To create a digital twin, you need to record the base information about the object and capture how it’s performing and being used. Sensors do that, whether in a machine in a factory or a tire on the road. The evolution of the Industrial Internet of Things (IIoT) has pushed digital twins even further, as IIoT-enabled machines and components collect and feed data in real time—meaning they’re self-reporting their own conditions. Steadily declining sensor costs over the last two decades have played a role in the increase of IIoT—and by extension, digital twins. (That trend seems to have reversed modestly since 2020, according to Electronics Sourcing—but anything less than sustained, dramatic price hikes would be unlikely to slow the continued rise of smart factories and digital twins.)

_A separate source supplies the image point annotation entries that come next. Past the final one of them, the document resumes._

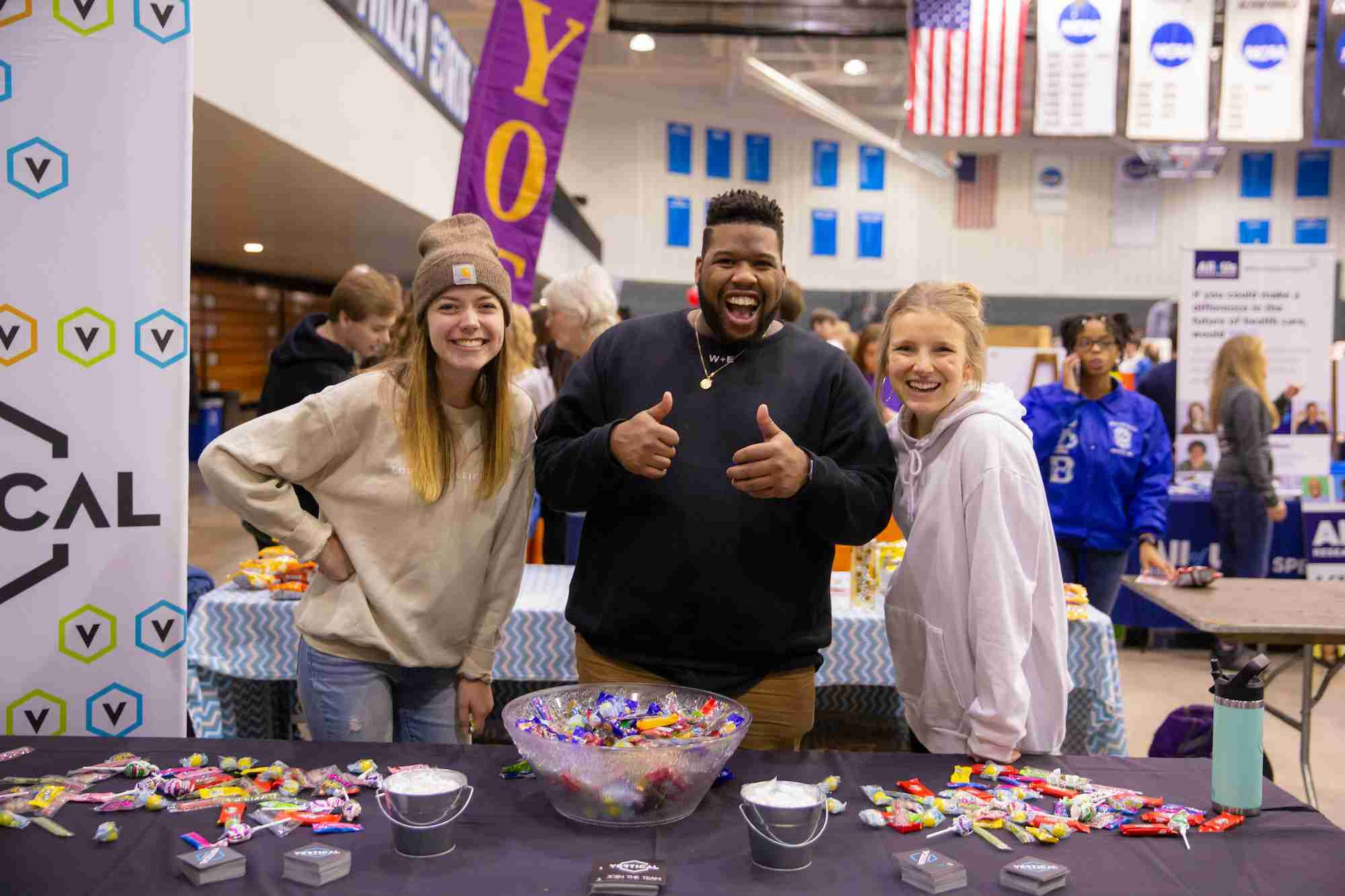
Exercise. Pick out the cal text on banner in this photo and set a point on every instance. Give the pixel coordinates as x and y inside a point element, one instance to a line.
<point>1169,69</point>
<point>1078,46</point>
<point>965,75</point>
<point>1286,298</point>
<point>521,106</point>
<point>1136,200</point>
<point>1050,184</point>
<point>1262,92</point>
<point>95,354</point>
<point>1330,100</point>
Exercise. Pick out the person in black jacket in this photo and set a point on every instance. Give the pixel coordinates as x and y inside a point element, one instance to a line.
<point>323,350</point>
<point>720,458</point>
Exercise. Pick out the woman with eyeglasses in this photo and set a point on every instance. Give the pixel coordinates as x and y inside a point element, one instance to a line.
<point>1106,458</point>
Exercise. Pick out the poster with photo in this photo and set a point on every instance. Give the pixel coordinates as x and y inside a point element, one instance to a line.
<point>1286,298</point>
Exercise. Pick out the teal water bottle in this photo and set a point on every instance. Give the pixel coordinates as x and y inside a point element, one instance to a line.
<point>1239,712</point>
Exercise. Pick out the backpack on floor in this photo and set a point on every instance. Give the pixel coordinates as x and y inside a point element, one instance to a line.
<point>1188,733</point>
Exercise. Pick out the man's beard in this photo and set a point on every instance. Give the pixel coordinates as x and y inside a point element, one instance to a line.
<point>716,322</point>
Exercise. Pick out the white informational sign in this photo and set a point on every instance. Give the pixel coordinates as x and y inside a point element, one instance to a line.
<point>1136,200</point>
<point>1262,91</point>
<point>1284,296</point>
<point>93,366</point>
<point>1050,184</point>
<point>1077,68</point>
<point>1169,69</point>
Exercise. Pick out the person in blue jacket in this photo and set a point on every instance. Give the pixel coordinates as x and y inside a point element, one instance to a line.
<point>1106,458</point>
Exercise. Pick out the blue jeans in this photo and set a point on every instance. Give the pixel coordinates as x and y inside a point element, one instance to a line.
<point>349,700</point>
<point>1098,571</point>
<point>1245,532</point>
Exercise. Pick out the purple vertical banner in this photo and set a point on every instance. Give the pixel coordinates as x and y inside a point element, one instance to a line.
<point>516,127</point>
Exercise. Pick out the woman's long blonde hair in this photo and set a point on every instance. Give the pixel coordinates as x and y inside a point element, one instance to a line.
<point>961,302</point>
<point>423,424</point>
<point>1241,358</point>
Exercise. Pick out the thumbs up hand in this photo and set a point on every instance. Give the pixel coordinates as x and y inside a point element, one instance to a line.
<point>773,469</point>
<point>644,446</point>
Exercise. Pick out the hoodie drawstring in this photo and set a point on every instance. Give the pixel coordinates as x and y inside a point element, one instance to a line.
<point>910,475</point>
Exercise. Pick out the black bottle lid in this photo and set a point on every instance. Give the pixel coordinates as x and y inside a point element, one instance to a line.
<point>1246,685</point>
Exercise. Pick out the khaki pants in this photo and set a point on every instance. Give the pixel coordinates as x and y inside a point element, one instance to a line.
<point>782,704</point>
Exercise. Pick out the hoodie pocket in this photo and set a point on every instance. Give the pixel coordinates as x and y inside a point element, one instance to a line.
<point>925,676</point>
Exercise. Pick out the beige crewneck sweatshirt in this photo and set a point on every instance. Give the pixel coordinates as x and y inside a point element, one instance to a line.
<point>434,583</point>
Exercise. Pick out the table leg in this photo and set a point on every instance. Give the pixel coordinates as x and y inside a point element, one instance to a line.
<point>1305,733</point>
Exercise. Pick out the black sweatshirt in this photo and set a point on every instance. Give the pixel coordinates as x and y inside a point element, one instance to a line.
<point>303,365</point>
<point>687,576</point>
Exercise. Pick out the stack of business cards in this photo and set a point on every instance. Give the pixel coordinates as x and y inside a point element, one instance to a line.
<point>630,877</point>
<point>931,872</point>
<point>212,865</point>
<point>1034,876</point>
<point>317,864</point>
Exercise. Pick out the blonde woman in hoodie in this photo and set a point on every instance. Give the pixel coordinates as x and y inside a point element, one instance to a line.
<point>976,614</point>
<point>424,473</point>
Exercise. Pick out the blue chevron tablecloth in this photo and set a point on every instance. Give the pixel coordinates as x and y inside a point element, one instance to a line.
<point>240,638</point>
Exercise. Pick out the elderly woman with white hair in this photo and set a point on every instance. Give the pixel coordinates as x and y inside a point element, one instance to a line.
<point>579,309</point>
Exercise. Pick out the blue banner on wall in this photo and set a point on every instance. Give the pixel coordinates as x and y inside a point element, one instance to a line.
<point>680,149</point>
<point>1315,173</point>
<point>824,232</point>
<point>872,167</point>
<point>1253,231</point>
<point>1258,175</point>
<point>871,235</point>
<point>759,158</point>
<point>827,155</point>
<point>1311,231</point>
<point>680,221</point>
<point>719,145</point>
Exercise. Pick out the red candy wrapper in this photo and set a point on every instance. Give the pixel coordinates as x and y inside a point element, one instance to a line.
<point>1222,822</point>
<point>914,787</point>
<point>1148,830</point>
<point>231,814</point>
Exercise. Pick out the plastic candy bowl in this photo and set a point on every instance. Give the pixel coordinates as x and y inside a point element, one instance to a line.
<point>654,783</point>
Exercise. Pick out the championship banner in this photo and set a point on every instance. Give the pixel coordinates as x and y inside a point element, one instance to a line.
<point>1078,50</point>
<point>96,131</point>
<point>1169,69</point>
<point>1262,95</point>
<point>516,128</point>
<point>1286,296</point>
<point>1050,184</point>
<point>1330,101</point>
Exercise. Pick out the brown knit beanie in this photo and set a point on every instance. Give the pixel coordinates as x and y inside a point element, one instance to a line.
<point>459,252</point>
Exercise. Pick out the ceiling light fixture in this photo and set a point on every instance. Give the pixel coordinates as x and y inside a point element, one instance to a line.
<point>817,106</point>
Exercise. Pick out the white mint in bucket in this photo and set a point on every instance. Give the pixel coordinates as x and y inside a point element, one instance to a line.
<point>782,794</point>
<point>423,782</point>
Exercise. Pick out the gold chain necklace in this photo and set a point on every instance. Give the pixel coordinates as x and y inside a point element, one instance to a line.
<point>709,377</point>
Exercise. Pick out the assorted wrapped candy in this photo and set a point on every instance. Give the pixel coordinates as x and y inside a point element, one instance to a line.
<point>613,721</point>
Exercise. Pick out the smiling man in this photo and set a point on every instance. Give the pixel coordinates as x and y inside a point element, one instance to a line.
<point>720,456</point>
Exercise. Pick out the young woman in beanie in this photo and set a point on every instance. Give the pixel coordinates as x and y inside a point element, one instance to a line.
<point>424,473</point>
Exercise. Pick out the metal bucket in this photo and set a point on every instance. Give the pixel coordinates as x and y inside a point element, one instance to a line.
<point>423,806</point>
<point>782,838</point>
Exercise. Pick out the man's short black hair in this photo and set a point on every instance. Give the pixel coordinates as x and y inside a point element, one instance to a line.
<point>743,206</point>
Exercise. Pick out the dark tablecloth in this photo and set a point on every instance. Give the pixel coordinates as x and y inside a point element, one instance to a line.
<point>510,840</point>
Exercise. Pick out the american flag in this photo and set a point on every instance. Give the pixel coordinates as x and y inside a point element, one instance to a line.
<point>966,67</point>
<point>978,181</point>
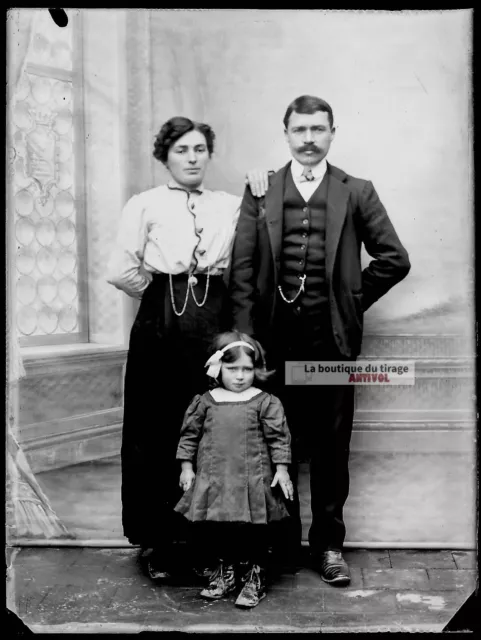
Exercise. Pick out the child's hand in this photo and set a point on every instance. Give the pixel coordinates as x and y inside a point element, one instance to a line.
<point>282,478</point>
<point>187,478</point>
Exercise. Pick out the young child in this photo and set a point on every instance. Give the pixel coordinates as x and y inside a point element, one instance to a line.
<point>231,439</point>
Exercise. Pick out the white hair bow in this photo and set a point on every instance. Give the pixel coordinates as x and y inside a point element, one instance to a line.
<point>215,361</point>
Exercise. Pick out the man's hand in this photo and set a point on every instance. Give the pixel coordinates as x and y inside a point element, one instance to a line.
<point>282,477</point>
<point>258,181</point>
<point>187,476</point>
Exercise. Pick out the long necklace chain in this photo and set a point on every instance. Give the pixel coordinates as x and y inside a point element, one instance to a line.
<point>301,289</point>
<point>191,282</point>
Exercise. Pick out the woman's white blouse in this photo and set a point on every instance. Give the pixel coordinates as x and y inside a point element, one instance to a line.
<point>170,230</point>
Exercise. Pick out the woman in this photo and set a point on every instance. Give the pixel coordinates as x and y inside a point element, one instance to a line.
<point>172,251</point>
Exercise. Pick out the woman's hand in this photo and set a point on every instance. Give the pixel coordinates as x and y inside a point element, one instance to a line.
<point>258,181</point>
<point>283,479</point>
<point>187,478</point>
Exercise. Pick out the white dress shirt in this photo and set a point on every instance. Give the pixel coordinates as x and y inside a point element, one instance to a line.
<point>306,188</point>
<point>170,230</point>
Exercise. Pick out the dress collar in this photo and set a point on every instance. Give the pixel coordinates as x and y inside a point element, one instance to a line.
<point>318,170</point>
<point>172,184</point>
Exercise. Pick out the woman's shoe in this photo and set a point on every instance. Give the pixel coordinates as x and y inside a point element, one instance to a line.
<point>221,582</point>
<point>254,589</point>
<point>203,572</point>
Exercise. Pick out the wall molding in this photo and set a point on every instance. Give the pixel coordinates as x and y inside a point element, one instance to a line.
<point>70,358</point>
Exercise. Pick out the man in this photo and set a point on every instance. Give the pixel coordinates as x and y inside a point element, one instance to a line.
<point>296,284</point>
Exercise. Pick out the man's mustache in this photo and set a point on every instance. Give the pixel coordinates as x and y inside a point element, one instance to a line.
<point>308,147</point>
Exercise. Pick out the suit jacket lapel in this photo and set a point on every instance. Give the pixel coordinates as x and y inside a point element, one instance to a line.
<point>337,199</point>
<point>273,211</point>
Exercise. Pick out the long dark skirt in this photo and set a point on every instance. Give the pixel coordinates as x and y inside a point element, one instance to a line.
<point>165,369</point>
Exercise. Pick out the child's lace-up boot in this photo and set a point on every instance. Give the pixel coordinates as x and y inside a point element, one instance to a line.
<point>254,589</point>
<point>221,582</point>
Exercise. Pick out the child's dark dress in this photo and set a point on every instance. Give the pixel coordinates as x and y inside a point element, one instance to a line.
<point>234,446</point>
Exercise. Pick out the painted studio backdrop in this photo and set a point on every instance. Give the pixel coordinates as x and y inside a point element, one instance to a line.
<point>85,102</point>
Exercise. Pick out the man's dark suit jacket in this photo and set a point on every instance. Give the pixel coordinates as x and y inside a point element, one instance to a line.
<point>355,215</point>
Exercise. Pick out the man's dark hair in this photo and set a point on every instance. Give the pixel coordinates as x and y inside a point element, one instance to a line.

What is a digital thread, and how is it different from a digital twin?
A digital twin mirrors the current state of a piece of equipment, a system, or a facility, and it’s often used for real-time status monitoring and predictive maintenance or troubleshooting.
Digital threads, another concept arising from the product lifecycle management world, are similar but have some key differences.
A digital thread is a continuous, connected stream of information about the full lifecycle of an intelligent asset, from design through decommission. It’s commonly used to understand and improve the way the product is made, whether through changes to design, constituent parts and subsystems, maintenance plans, or operating procedures.
A digital thread might incorporate data from one or more digital twins, along with other data sources such as the equipment used to manufacture the asset, the operating context, and customer service records.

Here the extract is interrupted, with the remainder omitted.